Cape Cod Times Calls CPA impact "staggering and eye opening."

Cape Cod Times


Fund boosts decade of Cape, Islands projects

The numbers are staggering and eye-opening: $323.2 million and nearly 1,700 community improvement projects completed in a 10-year period on the Cape and Islands.

Taylor Bray Farm, Yarmouth

OPEN SPACE MAY 2015: Preservation of the town-owned Taylor Bray Farm property in Yarmouth Port with removal of invasive species. Merrily Cassidy/Cape Cod Times file

By Geoff Spillane

Posted Feb. 7, 2016 at 2:00 AM

BARNSTABLE — The numbers are staggering and eye-opening: $323.2 million and nearly 1,700 community improvement projects completed in a 10-year period on the Cape and Islands.

That’s how much money the 23 towns in Barnstable, Dukes and Nantucket counties have received from the Community Preservation Act to fund those open space, historic preservation, outdoor recreation and affordable housing projects during the past decade.

Enacted in 2000 by then-Gov. Paul Cellucci, the Community Preservation Act can be adopted by municipalities by referendum ballot to create a fund to preserve and improve natural, recreational and historic resources. It is funded through a combination of local and state funds; locally, towns raise funds through a surcharge of up to 3 percent of property tax, while the state contributes through a Community Preservation Trust Fund administered by the Department of Revenue and funded by recording fees collected by the state’s registries of deeds.

In November, Gov. Charlie Baker announced a transfer of $10 million from the state’s fiscal year 2015 budget surplus to the trust fund, providing all CPA communities with at least a 29.7 percent match to local property tax surcharge receipts.

Most towns on the Cape and Islands voted to adopt the CPA in 2005, converting the Cape Cod Land Bank Act in their towns to the CPA. Chatham, Provincetown and Nantucket adopted the CPA earlier.

Each town has a Community Preservation Committee that determines which projects proposed by residents and town officials will be funded.

To date, 160 of the state’s 351 municipalities have adopted the CPA, according to the Community Preservation Coalition, a Boston-based organization that works with local and state governments to help preserve the unique character of communities in Massachusetts.

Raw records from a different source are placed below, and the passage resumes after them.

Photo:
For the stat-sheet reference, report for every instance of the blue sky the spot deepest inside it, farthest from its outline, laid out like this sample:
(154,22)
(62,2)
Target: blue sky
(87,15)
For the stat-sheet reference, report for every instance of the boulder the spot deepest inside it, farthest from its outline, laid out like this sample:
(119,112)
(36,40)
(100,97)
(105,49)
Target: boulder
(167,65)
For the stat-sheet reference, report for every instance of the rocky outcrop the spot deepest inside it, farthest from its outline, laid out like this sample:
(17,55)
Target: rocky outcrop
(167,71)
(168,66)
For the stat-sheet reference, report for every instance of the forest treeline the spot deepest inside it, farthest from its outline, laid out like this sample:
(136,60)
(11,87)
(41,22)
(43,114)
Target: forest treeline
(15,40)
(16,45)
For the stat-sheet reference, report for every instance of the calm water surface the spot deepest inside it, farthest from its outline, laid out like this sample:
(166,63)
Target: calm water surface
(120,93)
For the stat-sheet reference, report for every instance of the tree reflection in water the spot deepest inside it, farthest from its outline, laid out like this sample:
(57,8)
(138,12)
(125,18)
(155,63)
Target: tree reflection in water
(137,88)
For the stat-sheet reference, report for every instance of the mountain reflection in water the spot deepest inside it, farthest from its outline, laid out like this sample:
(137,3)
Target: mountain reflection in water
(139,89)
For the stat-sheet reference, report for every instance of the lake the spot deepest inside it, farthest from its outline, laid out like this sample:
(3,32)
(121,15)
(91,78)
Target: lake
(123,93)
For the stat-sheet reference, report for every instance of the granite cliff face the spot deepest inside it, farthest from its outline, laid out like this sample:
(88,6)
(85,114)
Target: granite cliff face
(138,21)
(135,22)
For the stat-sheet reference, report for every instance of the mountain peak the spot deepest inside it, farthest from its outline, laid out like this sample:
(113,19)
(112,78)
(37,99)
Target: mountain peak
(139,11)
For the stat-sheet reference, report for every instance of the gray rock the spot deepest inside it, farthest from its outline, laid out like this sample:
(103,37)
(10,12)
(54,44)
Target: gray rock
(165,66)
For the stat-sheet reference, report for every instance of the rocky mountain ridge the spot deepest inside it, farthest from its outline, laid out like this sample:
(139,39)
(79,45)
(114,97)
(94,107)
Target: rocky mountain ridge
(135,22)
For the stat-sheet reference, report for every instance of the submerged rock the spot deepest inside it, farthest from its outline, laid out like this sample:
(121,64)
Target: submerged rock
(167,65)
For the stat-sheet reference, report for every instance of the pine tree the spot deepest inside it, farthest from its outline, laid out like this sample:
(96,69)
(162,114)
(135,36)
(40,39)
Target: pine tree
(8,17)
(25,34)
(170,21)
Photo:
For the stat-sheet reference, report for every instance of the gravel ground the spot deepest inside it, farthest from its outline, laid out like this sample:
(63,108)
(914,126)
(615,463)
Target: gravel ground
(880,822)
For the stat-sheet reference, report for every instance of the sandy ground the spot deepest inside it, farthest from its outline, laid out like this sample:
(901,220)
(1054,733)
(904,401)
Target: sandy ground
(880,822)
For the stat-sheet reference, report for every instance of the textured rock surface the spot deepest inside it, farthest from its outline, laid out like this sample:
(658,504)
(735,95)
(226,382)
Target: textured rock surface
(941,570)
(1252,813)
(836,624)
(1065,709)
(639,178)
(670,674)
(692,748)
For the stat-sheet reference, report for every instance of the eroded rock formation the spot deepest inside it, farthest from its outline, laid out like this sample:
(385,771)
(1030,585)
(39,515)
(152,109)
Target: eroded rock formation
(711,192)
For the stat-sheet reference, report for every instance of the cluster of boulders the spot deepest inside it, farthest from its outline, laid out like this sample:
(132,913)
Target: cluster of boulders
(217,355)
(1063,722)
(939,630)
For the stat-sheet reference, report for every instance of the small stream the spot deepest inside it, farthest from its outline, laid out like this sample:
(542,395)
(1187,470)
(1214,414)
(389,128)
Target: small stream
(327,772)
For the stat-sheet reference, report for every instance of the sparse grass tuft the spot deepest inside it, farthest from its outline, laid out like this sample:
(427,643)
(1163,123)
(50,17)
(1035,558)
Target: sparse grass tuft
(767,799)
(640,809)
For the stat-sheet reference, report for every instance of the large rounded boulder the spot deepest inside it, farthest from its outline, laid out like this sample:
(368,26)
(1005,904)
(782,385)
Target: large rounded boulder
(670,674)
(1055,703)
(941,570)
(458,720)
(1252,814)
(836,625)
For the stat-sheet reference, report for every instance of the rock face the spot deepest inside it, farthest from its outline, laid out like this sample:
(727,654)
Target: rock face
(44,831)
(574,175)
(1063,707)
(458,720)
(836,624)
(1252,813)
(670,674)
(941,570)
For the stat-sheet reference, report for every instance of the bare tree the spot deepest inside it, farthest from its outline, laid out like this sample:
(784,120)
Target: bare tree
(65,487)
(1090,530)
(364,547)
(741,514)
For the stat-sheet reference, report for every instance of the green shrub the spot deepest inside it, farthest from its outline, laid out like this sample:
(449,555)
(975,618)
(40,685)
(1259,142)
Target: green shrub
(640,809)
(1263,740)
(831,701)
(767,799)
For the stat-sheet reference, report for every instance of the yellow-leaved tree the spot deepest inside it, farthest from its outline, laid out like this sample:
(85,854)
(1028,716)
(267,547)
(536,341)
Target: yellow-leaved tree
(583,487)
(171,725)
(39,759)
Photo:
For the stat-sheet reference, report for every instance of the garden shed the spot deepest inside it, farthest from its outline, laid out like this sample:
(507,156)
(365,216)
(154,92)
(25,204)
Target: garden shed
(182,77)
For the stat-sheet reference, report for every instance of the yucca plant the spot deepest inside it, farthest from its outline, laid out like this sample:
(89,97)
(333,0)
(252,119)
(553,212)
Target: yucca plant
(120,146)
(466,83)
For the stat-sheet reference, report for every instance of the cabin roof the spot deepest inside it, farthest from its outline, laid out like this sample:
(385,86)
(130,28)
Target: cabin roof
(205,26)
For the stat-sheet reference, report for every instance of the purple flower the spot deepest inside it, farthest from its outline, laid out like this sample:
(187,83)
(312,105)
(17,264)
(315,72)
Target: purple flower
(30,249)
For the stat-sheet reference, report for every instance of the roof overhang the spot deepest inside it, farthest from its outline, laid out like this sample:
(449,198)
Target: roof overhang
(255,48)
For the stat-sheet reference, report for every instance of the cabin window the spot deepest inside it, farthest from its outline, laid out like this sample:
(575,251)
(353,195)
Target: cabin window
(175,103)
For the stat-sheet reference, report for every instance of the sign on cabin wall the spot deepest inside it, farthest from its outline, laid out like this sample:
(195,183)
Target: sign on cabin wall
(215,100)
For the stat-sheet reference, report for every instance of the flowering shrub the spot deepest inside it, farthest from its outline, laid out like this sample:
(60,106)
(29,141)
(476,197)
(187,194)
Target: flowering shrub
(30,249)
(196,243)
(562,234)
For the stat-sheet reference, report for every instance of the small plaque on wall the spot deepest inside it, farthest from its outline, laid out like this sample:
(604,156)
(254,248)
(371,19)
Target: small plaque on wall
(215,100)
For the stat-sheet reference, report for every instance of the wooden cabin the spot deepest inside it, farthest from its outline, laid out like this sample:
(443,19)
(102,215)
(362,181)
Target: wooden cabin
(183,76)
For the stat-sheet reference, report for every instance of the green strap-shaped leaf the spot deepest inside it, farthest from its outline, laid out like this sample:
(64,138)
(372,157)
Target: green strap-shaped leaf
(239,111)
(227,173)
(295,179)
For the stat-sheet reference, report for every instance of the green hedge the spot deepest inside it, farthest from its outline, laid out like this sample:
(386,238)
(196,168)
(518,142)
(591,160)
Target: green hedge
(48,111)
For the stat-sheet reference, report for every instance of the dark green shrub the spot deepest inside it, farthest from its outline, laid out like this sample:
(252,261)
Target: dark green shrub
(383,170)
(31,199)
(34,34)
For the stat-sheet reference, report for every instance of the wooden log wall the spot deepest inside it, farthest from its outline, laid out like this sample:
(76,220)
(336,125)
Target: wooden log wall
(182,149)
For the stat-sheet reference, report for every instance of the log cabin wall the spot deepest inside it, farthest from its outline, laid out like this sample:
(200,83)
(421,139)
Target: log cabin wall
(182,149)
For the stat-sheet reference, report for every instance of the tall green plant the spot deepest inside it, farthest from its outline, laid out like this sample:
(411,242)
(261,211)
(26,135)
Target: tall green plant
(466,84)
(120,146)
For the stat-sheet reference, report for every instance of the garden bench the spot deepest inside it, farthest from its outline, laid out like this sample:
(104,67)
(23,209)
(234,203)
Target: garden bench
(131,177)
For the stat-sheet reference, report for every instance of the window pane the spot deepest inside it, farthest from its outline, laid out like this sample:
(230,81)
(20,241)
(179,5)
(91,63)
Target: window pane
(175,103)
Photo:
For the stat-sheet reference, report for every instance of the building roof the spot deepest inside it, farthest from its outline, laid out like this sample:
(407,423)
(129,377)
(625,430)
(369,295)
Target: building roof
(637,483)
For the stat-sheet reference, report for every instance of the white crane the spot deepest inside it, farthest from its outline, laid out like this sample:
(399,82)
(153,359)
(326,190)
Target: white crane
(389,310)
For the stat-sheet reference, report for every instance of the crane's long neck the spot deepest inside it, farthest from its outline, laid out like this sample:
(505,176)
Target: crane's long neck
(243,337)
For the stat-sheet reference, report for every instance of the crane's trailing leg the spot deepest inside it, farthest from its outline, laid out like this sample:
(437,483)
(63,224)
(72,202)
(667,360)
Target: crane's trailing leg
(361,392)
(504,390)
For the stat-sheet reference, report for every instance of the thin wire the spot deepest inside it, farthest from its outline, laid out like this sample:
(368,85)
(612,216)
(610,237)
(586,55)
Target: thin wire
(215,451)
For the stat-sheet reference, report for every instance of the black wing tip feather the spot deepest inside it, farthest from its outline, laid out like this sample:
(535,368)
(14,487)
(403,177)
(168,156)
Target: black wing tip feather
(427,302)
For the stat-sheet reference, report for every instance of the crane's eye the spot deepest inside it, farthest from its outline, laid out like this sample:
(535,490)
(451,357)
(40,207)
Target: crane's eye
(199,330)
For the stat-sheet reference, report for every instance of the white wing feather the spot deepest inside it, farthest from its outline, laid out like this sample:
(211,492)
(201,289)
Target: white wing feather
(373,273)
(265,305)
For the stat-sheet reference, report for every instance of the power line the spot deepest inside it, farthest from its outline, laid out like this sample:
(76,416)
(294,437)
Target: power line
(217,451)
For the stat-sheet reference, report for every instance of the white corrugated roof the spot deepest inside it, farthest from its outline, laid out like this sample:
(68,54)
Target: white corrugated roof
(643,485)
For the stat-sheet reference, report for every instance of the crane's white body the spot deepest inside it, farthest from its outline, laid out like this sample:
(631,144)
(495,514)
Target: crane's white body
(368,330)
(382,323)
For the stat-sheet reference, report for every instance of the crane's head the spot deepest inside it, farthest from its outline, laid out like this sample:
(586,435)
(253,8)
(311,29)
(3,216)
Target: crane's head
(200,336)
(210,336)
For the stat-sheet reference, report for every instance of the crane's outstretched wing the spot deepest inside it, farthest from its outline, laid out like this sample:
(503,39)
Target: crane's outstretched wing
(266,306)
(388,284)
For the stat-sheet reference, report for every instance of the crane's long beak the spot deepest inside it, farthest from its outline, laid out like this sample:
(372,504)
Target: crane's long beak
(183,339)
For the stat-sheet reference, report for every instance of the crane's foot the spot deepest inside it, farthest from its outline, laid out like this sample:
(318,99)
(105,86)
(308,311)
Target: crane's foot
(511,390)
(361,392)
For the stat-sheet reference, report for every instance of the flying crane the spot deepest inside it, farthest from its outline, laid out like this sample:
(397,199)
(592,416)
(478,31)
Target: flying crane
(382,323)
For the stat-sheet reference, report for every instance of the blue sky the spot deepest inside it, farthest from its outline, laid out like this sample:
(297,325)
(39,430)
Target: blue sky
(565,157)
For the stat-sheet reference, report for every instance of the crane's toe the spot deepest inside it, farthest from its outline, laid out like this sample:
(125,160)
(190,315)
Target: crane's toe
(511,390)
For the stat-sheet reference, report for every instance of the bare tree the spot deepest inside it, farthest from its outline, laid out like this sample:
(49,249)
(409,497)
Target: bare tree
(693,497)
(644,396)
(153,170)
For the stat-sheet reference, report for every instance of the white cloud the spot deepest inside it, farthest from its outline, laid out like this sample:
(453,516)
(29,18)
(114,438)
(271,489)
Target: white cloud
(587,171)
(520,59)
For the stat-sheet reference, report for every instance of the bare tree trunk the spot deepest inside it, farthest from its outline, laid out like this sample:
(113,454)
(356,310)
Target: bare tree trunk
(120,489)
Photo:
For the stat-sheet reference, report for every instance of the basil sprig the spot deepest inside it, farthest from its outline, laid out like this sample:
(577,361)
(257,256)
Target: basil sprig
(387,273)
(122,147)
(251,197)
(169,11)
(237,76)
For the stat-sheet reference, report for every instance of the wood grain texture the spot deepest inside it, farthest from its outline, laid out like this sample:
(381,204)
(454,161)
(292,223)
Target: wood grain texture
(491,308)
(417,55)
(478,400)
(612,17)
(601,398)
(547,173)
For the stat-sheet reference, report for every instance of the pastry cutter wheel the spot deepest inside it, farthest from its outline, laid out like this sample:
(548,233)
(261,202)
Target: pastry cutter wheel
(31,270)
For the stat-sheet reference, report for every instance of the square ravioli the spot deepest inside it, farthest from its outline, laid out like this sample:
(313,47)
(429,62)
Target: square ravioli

“We are continuing to see a lot of interest in the program and no community that has adopted it has revoked it, even though they can after five years. I think that speaks to its benefits,” said Katherine Roth, associate director of the Community Preservation Coalition.

For the Cape and Islands, though, the CPA has been especially successful, according to Roth.

“For the Cape it has been a boon in all respects. It helps support the Cape’s heritage and tourism industry, as well as provide affordable housing and preservation of the fragile ecosystem and environment,” she said.

By virtue of its size, Barnstable, the largest town on the Cape, has been the recipient of the most CPA funds during the past 10 years — $45.3 million.

“Some of the most important projects have been the restoration of town buildings, including town hall, the school administration building. The Custom House in Barnstable Village and the Old Selectmen’s Building in West Barnstable,” said Lindsey Counsell, chairman of the Barnstable Community Preservation Committee, adding that CPA funding allowed the structures to be restored to their historical importance.

“Without CPA funds we would not have been able to reach the Secretary of the Interior’s standards level of restoration, or a true historical restoration,” he said.

Barnstable’s CPC is currently working on a comprehensive evaluation of existing ballfields in town, so that it can update its recreation infrastructure, according to Counsell.

“The CPA has allowed us to protect important acreage in town and restore historic private and public properties, but now it is morphing into a program that will look very closely at recreation needs,” he said

The committee will also be focusing on affordable housing, but it has been difficult to locate land in the past since Barnstable is close to “build out,” according to Counsell.

Barry Rector, the Nantucket Planning Board liaison to the town’s CPC, has been involved with the CPA since it was adopted on the island in 2001, and served as the chairman of the committee for many years.

“It has worked very well on Nantucket,” he said. “It’s wonderful that there’s a partnership that allows us to utilize local and state funding to accomplish projects that normally wouldn’t be recognized in the community.”

Major and memorable Nantucket CPA projects include acquiring more open space on the island, partnering with Habitat for Humanity to create affordable housing, restoring historical documents, building a playground in a high-density area and working to restore historic buildings and churches, according to Rector.

‘I look at the whole list of projects and if they were left to private organizations or the town to take on, they would have been dependent on budgets and taken longer to complete,” Rector added.

The Community Preservation Coalition highlights several Cape and Islands CPA success stories on its website at They include the relocation of the Gay Head Lighthouse in Aquinnah, school employee housing on Nantucket and an affordable housing apartment complex in Chatham.